You can, however, prevent most problems by taking the following precautions:
- ·-Minimize chewing problems by puppy-proofing your house. Put the trash out of reach, inside a cabinet or buy plastic containers with locking lids. Don't leave socks, shoes, eyeglasses, briefcases, cell phones or TV remote controls lying on the floor where puppy can reach them.
- ·-Only if, you actually catch your puppy chewing on something he shouldn't, stop the behavior with a loud noise or say loudly "No", then offer him an acceptable chew toy instead. Praise him generously when he takes the toy in his mouth. That is one dog behavior problem less for you.
- ·-Make unacceptable chew items unpleasant to your puppy. Furniture and other items can be sprayed with deterrents like Bitter Apple to make them unattractive to your puppy.
- ·-Don't give your puppy objects to play with that can cause confusion, such as old socks, old shoes or old children's toys that will make him do the same thing with new stuff. He cannot tell the difference.
- ·-Closely supervise your puppy. Don't give him the chance to wonder by himself and eventually get into trouble. Use baby gates, close doors or limit him to certain area so you can keep an eye on him.
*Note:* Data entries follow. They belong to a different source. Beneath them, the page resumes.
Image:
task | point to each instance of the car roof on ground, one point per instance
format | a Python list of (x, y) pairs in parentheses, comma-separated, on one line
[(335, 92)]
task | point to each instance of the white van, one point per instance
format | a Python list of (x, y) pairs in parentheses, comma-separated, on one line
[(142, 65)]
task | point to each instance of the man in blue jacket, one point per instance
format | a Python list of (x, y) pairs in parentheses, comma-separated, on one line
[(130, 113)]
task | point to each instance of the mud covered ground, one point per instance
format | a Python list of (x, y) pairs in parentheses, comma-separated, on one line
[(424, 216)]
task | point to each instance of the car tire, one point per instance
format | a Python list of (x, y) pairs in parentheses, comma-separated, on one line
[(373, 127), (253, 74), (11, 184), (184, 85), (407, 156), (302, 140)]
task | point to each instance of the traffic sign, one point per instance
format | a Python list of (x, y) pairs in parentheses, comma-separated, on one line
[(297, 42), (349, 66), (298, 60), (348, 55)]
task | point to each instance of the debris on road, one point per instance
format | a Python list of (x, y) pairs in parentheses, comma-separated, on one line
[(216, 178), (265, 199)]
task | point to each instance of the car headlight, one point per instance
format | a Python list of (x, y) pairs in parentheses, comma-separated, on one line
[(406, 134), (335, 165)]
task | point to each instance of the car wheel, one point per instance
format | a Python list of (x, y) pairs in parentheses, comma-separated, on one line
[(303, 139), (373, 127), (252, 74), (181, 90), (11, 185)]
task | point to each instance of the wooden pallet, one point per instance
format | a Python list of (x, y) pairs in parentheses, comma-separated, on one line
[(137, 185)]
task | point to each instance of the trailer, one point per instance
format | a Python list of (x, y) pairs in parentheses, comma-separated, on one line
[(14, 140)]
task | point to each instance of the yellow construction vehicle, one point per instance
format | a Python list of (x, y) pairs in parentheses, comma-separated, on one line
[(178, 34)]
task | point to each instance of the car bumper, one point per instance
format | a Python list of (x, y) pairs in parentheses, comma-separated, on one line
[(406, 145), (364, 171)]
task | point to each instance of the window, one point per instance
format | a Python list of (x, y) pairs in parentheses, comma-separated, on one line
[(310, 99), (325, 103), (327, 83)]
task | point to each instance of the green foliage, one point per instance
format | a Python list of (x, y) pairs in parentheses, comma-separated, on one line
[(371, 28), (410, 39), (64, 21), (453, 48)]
- ·-If you have to go outside, put your puppy to a small, safe area, such as a laundry room. You may also begin to crate train him. Puppies under 5 months of age should not be crated for longer than four hours at a time, as they are not able to control their bladder and bowels longer than that.
- ·-Make sure your puppy is getting adequate physical activity. If you leave puppy alone in a yard it will probably not play by themselves but rather make some damage or even hurt himself. It is much better idea to take him frequently to short brisk walks (It will be good for you too).
- ·-Socialize your new companion and keep him surrounded with people as much as possible. That is the only way for him to learn the house rules and to be taught proper behavior.
- ·-Take your puppy to an obedience class to teach him important commands, like "leave it." That way you can establish full control over potential dog behavior problem.